4. Take Extra Precautions When Workers Must Cross Over or Under Conveyor Systems

As noted above, OHS regulations require employers to implement additional safeguards for elevated conveyors where falling materials would endanger the workers below. Specifically, an elevated conveyor that passes over a walkway or area where workers may work or pass must have guards or other measures to prevent materials from falling from it. An elevated conveyor may also need to run in a trough that’s strong enough to carry the weight of a broken chain, rope, belt or other material that falls from the conveyor. Plus, if workers need to access an elevated conveyor, it should have walkways that have appropriate guardrails.
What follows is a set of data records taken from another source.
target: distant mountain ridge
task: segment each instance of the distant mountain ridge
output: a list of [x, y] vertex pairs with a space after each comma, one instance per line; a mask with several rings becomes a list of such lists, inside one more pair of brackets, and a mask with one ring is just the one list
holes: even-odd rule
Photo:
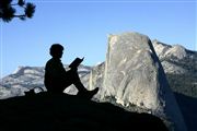
[[[157, 39], [152, 40], [152, 44], [164, 68], [172, 90], [187, 96], [197, 97], [197, 81], [195, 79], [197, 78], [197, 51], [187, 50], [179, 45], [171, 46], [163, 44]], [[67, 67], [68, 66], [65, 66], [65, 68]], [[88, 79], [92, 68], [93, 67], [80, 66], [79, 74], [81, 78]], [[24, 91], [35, 86], [44, 87], [44, 67], [19, 67], [12, 74], [1, 79], [0, 98], [11, 97], [12, 95], [23, 95]], [[178, 80], [179, 78], [177, 75], [182, 75], [182, 80]], [[88, 83], [84, 84], [89, 85]], [[13, 90], [11, 95], [9, 95], [8, 88]], [[44, 87], [44, 90], [46, 88]], [[14, 95], [13, 92], [16, 91], [18, 94]], [[19, 92], [21, 92], [21, 94]]]
[[[118, 41], [118, 43], [120, 43], [120, 45], [117, 45], [117, 46], [119, 46], [117, 48], [117, 50], [119, 48], [121, 48], [119, 50], [120, 51], [119, 55], [121, 55], [123, 50], [127, 50], [127, 48], [125, 48], [124, 46], [121, 47], [121, 44], [124, 44], [125, 46], [128, 46], [128, 48], [130, 48], [130, 47], [134, 48], [134, 49], [138, 48], [137, 50], [134, 50], [134, 51], [136, 51], [135, 53], [131, 53], [131, 56], [137, 55], [137, 57], [136, 57], [137, 59], [136, 60], [134, 58], [127, 59], [127, 57], [130, 53], [129, 51], [127, 51], [126, 57], [123, 57], [124, 59], [120, 59], [121, 61], [119, 61], [119, 63], [115, 62], [115, 64], [117, 63], [118, 67], [120, 67], [123, 63], [127, 63], [129, 60], [134, 60], [132, 62], [136, 62], [137, 67], [135, 67], [135, 64], [132, 64], [132, 62], [128, 62], [126, 70], [128, 70], [128, 72], [130, 72], [129, 66], [131, 66], [131, 68], [137, 69], [136, 74], [139, 74], [139, 75], [132, 74], [132, 71], [131, 71], [130, 72], [131, 75], [128, 74], [128, 75], [126, 75], [126, 78], [124, 78], [125, 82], [123, 82], [123, 80], [118, 80], [118, 78], [119, 78], [118, 76], [117, 81], [115, 80], [115, 83], [117, 82], [116, 85], [118, 85], [118, 83], [121, 83], [120, 86], [123, 86], [123, 87], [117, 88], [118, 90], [117, 91], [116, 88], [114, 90], [113, 87], [111, 87], [111, 88], [103, 87], [103, 83], [105, 83], [105, 85], [107, 85], [107, 87], [108, 87], [108, 85], [111, 85], [111, 84], [108, 84], [108, 82], [111, 82], [111, 79], [114, 75], [109, 75], [108, 78], [106, 78], [107, 73], [106, 73], [105, 68], [106, 68], [106, 64], [108, 66], [108, 61], [112, 62], [113, 60], [116, 60], [116, 58], [118, 58], [119, 56], [114, 57], [114, 58], [112, 57], [113, 60], [111, 60], [109, 53], [107, 52], [107, 58], [108, 59], [106, 59], [106, 60], [108, 60], [108, 61], [106, 61], [106, 62], [103, 62], [103, 63], [101, 63], [99, 66], [95, 66], [95, 67], [80, 66], [79, 67], [79, 74], [80, 74], [81, 81], [83, 82], [85, 87], [88, 90], [92, 90], [95, 86], [102, 87], [100, 93], [96, 94], [96, 97], [102, 98], [103, 96], [105, 97], [108, 94], [109, 96], [111, 95], [115, 96], [115, 98], [119, 97], [120, 98], [119, 102], [123, 105], [129, 104], [132, 100], [135, 102], [135, 99], [138, 103], [138, 105], [142, 106], [142, 107], [143, 107], [143, 105], [144, 106], [147, 105], [148, 107], [150, 105], [150, 108], [152, 108], [152, 107], [154, 107], [152, 105], [152, 104], [154, 104], [154, 102], [155, 102], [155, 107], [157, 107], [158, 104], [160, 105], [160, 102], [158, 103], [158, 100], [160, 100], [160, 97], [157, 100], [157, 97], [158, 97], [157, 93], [158, 93], [158, 91], [161, 90], [160, 86], [166, 86], [166, 85], [165, 85], [165, 82], [160, 83], [160, 81], [158, 80], [158, 76], [154, 75], [154, 73], [158, 70], [157, 69], [157, 67], [159, 66], [158, 63], [160, 63], [160, 62], [158, 62], [155, 64], [154, 64], [154, 61], [152, 62], [151, 57], [155, 57], [155, 55], [153, 53], [153, 56], [151, 56], [151, 53], [153, 51], [152, 49], [149, 50], [149, 46], [151, 46], [151, 45], [153, 45], [154, 50], [157, 52], [157, 56], [159, 57], [159, 59], [161, 61], [161, 64], [162, 64], [164, 71], [165, 71], [165, 75], [167, 76], [171, 88], [175, 93], [184, 94], [186, 96], [197, 97], [197, 92], [196, 92], [197, 91], [197, 85], [196, 85], [196, 79], [195, 79], [197, 76], [197, 67], [196, 67], [196, 64], [197, 64], [197, 52], [196, 51], [187, 50], [187, 49], [185, 49], [184, 47], [182, 47], [179, 45], [170, 46], [170, 45], [163, 44], [163, 43], [161, 43], [159, 40], [152, 40], [152, 44], [149, 44], [146, 36], [140, 35], [140, 34], [136, 34], [136, 33], [125, 34], [125, 36], [124, 35], [121, 35], [121, 36], [123, 36], [123, 38], [119, 37], [119, 36], [113, 37], [113, 39], [111, 39], [109, 48], [112, 50], [114, 48], [117, 48], [117, 47], [113, 47], [113, 46], [116, 44], [117, 39], [120, 39]], [[131, 45], [128, 45], [129, 43], [135, 44], [135, 45], [132, 45], [134, 47]], [[138, 45], [138, 43], [139, 44], [148, 44], [148, 47], [146, 45]], [[126, 51], [124, 51], [123, 55], [125, 55], [125, 52]], [[115, 52], [112, 53], [112, 56], [114, 56], [116, 53], [117, 52], [115, 51]], [[141, 62], [138, 59], [141, 59]], [[141, 67], [141, 66], [142, 66], [142, 68], [140, 69], [139, 67]], [[152, 67], [154, 67], [154, 66], [155, 66], [155, 68], [152, 69]], [[113, 64], [112, 64], [112, 67], [113, 67]], [[149, 68], [147, 68], [144, 70], [143, 67], [144, 68], [149, 67]], [[67, 70], [67, 66], [65, 66], [65, 68]], [[119, 70], [119, 68], [118, 68], [117, 70], [119, 70], [119, 72], [125, 75], [127, 72], [121, 72], [121, 70], [126, 71], [124, 69], [125, 66], [121, 67], [121, 68], [123, 69]], [[107, 69], [107, 70], [109, 71], [109, 73], [114, 73], [114, 72], [111, 71], [112, 70], [111, 68]], [[141, 74], [142, 73], [141, 70], [143, 71], [143, 73], [146, 73], [144, 75]], [[147, 73], [147, 70], [150, 71], [150, 73], [153, 73], [153, 74]], [[118, 72], [116, 71], [115, 75]], [[159, 71], [158, 73], [161, 75], [162, 72]], [[104, 81], [104, 75], [105, 75], [105, 81]], [[131, 79], [127, 80], [127, 78], [130, 78], [129, 75], [131, 76]], [[120, 76], [121, 76], [121, 74], [120, 74]], [[132, 81], [132, 76], [136, 78], [135, 79], [136, 81]], [[140, 78], [143, 78], [143, 79], [140, 79]], [[155, 78], [155, 80], [153, 78]], [[163, 80], [165, 80], [164, 75], [162, 78], [163, 78]], [[153, 80], [152, 81], [153, 84], [151, 84], [150, 81], [147, 81], [147, 79], [150, 79], [151, 81]], [[130, 96], [129, 96], [129, 94], [131, 93], [130, 90], [126, 88], [127, 92], [125, 92], [125, 90], [124, 90], [124, 87], [126, 87], [128, 82], [130, 82], [130, 81], [132, 81], [131, 83], [132, 84], [135, 83], [136, 85], [138, 85], [138, 83], [136, 83], [138, 81], [139, 82], [140, 81], [146, 82], [148, 86], [150, 85], [150, 88], [152, 88], [152, 91], [143, 88], [143, 86], [147, 86], [144, 83], [141, 83], [142, 86], [139, 85], [139, 86], [141, 86], [140, 91], [142, 91], [144, 94], [148, 93], [148, 94], [144, 95], [148, 99], [146, 99], [143, 97], [139, 97], [139, 98], [134, 97], [134, 98], [130, 99]], [[159, 85], [157, 85], [158, 81], [159, 81]], [[46, 90], [44, 87], [43, 82], [44, 82], [44, 67], [20, 67], [13, 74], [8, 75], [8, 76], [2, 79], [2, 81], [0, 83], [0, 98], [21, 96], [21, 95], [24, 95], [24, 92], [26, 92], [26, 91], [28, 91], [28, 90], [31, 90], [33, 87], [43, 87], [44, 90]], [[107, 84], [106, 84], [106, 82], [107, 82]], [[124, 83], [126, 85], [124, 85]], [[132, 86], [132, 84], [130, 86]], [[154, 86], [158, 87], [159, 90], [154, 88]], [[166, 88], [166, 87], [164, 87], [164, 88]], [[123, 90], [123, 92], [121, 92], [121, 90]], [[134, 90], [134, 88], [131, 88], [131, 90]], [[78, 91], [76, 88], [73, 88], [73, 87], [68, 87], [65, 92], [68, 93], [68, 94], [76, 94]], [[152, 95], [151, 92], [155, 93], [155, 95]], [[121, 93], [124, 93], [125, 95], [123, 95]], [[136, 92], [136, 93], [139, 93], [139, 92]], [[170, 92], [167, 91], [167, 93], [170, 93]], [[117, 97], [117, 95], [119, 95], [119, 96]], [[131, 94], [131, 95], [134, 95], [134, 94]], [[139, 94], [139, 95], [141, 95], [141, 94]], [[148, 97], [149, 95], [150, 96], [152, 95], [152, 96]], [[163, 95], [165, 95], [165, 93]], [[161, 97], [163, 97], [163, 96], [161, 95]], [[139, 99], [139, 102], [137, 99]], [[140, 102], [140, 99], [142, 102]], [[165, 99], [163, 99], [163, 100], [165, 102], [166, 99], [169, 99], [169, 96], [165, 97]], [[117, 100], [118, 99], [116, 99], [116, 102]], [[163, 100], [161, 100], [161, 102], [163, 102]], [[172, 100], [173, 100], [173, 98], [172, 98]], [[163, 104], [161, 104], [161, 106]], [[163, 105], [163, 106], [165, 106], [165, 105]], [[169, 107], [170, 106], [167, 106], [167, 108]], [[159, 108], [160, 108], [160, 106], [159, 106]], [[161, 107], [161, 108], [163, 108], [163, 107]], [[176, 111], [174, 111], [174, 112], [176, 112]], [[174, 120], [175, 119], [181, 120], [181, 119], [177, 119], [175, 116], [173, 118]], [[179, 123], [182, 123], [182, 122], [179, 122]], [[179, 126], [182, 126], [182, 124], [179, 124]]]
Safeguards are also required for conveyors that aren’t elevated but that workers still need to cross over. There must be adequate facilities enabling workers to cross over safely without risk of falling onto the moving conveyor. Such facilities include bridges that are at least one-metre-wide and have adequate guardrails.

You also need to account for the risk of worker’s going under a conveyor that isn’t elevated, for example, to retrieve a dropped item by ensuring the proper guarding of any pinch points accessible beneath the conveyor. Example: An Alberta warehouse worker who went underneath a conveyor to plug in a scale got injured when her hair got entangled in an unguarded drive shaft. As a result, the employer was convicted of an OHS violation and fined $80,000 [R. v. Value Drug Mart Associates Ltd., [2014] ABPC 255 (CanLII)].

5. Implement Safe Procedures for Working on or near Conveyors

Establish, implement and train workers on safety policies and procedures for not only operating but working near conveyors. At a minimum, these rules should:

  • Bar workers from standing on the supporting frame of a conveyor while loading or unloading the or when clearing blockages unless the conveyor is stopped and has been locked out;
  • Prohibit workers from riding on a conveyor (unless the conveyor is specifically designed and used to transport people);
  • Ban workers from wearing loose clothing, long hair, rings, bracelets, necklaces or other jewelry that can get entangled in the moving parts of a conveyor;
  • Require workers to remove heavy or bulky articles by hand from a moving conveyor at designated stations only;
  • Require workers to cross under a moving conveyor belt only at a walkway or other designated place where they’re protected from the conveyor’s moving parts and falling materials;
  • Require workers to use a walkway or bridge to cross over a conveyor if the belt is moving or is motionless but hasn’t been locked out; and
  • Allow workers to cross over a conveyor at a location other than a bridge if the belt has been locked out.